Matthews had promised that "everyone wins!" and sure enough, they did. Even a contestant who had slurred his way through a broken version ("oh—wait—I did that verse already!") of an off-color drinking song about seven women locked in a restroom ("she broke her suspender/ and injured her gender") collected a ticket for a free drink.

The audience, though, collected far more. Not only did the Irish, Italian, Dutch and African American members of the Bad Boys deliver a perfect demonstration of New Jersey popular culture, but the singing contest emcee, Dennis Murawsky, followed through in top style. "OK, I been asked to announce that somebody has lost a cell phone," he announced between contestants. "So look for it on the floor, and if ya find it, sell it back to 'em. I mean, it's only proper, since they were too stupit to keep it in their pocket in the first place. Am I right?" And in that series of statements, we see all three foundational elements of New Jersey character.

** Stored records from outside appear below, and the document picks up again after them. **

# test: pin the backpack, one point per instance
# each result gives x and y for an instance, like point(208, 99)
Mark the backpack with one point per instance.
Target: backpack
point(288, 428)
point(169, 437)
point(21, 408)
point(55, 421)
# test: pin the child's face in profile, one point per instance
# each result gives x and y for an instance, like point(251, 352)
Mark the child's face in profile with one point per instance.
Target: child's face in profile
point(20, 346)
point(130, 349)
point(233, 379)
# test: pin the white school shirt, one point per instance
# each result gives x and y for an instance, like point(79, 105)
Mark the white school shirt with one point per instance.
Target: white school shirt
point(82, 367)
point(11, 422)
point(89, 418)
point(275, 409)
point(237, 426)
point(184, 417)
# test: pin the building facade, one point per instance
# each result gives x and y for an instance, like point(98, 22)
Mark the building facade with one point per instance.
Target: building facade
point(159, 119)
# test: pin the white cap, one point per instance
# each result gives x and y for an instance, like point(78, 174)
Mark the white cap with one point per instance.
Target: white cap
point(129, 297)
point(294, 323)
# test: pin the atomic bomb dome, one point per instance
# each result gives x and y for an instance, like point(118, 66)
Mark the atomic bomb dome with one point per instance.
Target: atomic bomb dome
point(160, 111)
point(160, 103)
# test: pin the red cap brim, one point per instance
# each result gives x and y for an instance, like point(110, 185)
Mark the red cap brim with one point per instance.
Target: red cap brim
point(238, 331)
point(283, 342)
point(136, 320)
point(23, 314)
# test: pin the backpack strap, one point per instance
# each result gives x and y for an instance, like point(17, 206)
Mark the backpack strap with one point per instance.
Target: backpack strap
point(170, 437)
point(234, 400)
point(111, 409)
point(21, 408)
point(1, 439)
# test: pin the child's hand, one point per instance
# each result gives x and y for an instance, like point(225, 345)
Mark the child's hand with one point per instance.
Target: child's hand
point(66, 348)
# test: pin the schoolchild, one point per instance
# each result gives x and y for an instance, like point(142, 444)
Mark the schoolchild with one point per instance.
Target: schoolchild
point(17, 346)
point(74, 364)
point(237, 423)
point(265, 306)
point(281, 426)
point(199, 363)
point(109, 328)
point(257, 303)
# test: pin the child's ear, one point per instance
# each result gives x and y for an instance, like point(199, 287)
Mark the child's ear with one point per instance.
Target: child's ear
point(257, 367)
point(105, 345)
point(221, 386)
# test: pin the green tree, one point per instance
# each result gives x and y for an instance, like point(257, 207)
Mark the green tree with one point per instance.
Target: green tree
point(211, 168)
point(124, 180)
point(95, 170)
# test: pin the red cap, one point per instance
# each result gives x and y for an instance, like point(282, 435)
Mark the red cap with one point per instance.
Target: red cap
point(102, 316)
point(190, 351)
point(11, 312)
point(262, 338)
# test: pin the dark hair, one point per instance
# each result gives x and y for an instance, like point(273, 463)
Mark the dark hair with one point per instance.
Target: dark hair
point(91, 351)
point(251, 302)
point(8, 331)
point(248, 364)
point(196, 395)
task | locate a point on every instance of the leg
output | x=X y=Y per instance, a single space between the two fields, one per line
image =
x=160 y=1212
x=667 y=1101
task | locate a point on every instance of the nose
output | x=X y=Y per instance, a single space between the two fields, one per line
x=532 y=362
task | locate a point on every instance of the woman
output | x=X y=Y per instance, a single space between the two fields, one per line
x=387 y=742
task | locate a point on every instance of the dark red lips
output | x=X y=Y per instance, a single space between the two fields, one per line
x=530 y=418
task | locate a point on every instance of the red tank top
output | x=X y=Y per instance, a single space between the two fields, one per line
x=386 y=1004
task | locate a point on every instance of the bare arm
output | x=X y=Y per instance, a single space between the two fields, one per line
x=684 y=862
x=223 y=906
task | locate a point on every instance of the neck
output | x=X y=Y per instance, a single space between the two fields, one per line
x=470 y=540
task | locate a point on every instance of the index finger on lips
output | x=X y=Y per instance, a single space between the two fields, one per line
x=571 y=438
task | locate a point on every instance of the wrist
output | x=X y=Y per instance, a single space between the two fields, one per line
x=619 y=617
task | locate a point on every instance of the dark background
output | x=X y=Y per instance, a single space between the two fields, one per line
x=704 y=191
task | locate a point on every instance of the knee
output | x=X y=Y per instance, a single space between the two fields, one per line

First, there's the call not to sympathy but to action. Jerseyans aren't passive. They can't be. They've got to fight New York. They don't say, "I'm so sorry you're sick," they say, "I'm comin' over with soup." And they do. And if you don't open the door, they pound on it shouting, "Git your ass outta bed—I'm sicka holdin' this damn soup!"

Second, there's the call to initiate the shaming ritual, the source of virtually all earthly fun. "Too stupit to hang on to your phone, huh?—what's that worth?" is the next likely step. If the respondent is smart enough to answer, "Worth more than you'll ever be!" the entire weekend's schedule, including that of family and friends, has been successfully filled.

And third, there's the phrase, "Am I right?" which isn't really a question but an assertion demanding assent, unless one wishes to end up learning fascinating new things about one's mother.

One final note: this writer has been to Passaic, N.J. And it is tacky. Really tacky. Not at all the kind of place any self-respecting person would be from.Am I right?

Paul Wagner was raised in Wayne, New Jersey. What's it to ya?